“Employer-Sponsored Health Care, Participant Data, TPAs and Service Providers, and ERISA,” The Cohen Milstein Benefits Blog
February 01, 2020
Fiduciaries of ERISA-covered health plans have a duty to implement cybersecurity measures. Fiduciaries are also obligated to ensure that third-party administrators (“TPA”) or service providers do not use participant information without permission.
The selection and monitoring of a benefit plan’s TPAs/service providers is a key fiduciary responsibility; this includes prudently selecting a TPA/ service provider that has appropriate systems to maintain electronic plan data securely and privately.
A health plan’s ERISA fiduciary obligations also require compliance with the Health Insurance Portability and Accountability Act (“HIPAA”) and the protection of personally identifiable information (“PII”).
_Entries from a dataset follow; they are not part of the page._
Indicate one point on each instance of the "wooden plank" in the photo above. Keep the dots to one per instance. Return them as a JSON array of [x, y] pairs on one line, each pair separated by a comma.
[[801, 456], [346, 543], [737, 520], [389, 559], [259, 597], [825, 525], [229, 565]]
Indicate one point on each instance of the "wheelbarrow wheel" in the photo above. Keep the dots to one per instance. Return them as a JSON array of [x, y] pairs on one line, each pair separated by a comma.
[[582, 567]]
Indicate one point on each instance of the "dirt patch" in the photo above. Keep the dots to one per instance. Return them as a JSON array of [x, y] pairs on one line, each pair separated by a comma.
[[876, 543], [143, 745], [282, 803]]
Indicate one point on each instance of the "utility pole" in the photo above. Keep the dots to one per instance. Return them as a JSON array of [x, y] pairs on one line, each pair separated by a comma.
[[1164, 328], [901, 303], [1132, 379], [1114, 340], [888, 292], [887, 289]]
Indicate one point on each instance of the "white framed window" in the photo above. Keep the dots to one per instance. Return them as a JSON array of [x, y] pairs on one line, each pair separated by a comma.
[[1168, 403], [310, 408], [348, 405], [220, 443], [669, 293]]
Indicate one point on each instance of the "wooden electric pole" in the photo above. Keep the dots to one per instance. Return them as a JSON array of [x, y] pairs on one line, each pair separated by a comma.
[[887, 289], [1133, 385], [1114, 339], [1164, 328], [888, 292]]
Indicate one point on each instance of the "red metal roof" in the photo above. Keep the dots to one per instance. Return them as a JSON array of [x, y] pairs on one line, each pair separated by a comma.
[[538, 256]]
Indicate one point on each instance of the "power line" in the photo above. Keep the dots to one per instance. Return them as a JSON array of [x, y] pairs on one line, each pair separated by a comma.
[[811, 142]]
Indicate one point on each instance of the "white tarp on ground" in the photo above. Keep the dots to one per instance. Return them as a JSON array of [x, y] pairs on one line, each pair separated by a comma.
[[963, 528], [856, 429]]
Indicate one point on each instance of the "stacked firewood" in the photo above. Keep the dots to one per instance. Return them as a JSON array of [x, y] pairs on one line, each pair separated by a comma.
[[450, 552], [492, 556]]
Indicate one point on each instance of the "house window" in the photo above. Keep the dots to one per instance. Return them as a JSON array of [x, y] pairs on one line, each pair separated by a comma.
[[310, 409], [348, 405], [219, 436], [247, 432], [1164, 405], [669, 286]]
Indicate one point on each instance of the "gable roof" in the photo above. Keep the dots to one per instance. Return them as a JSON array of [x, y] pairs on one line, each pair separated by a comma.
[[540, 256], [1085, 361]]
Participant data must be guarded against cybersecurity breaches; those providing ERISA-covered health plans to their employees may want to consider purchasing data breach/cyber liability insurance coverage.
Fiduciaries also must ensure that TPAs/service providers to the Plan are not using participants’ personal data without permission to market other products. This happens frequently!
The law around plan data remains unsettled, but plan sponsors, fiduciaries, and service providers should consider how to protect participant data and carefully limit a TPA/service provider’s use of plan data.
Fiduciaries should assume that participant data is a plan asset, and act accordingly to protect participant information from data breaches, comply with HIPAA, and ensure that TPAs/service providers do the same. Participant information should not be used for marketing.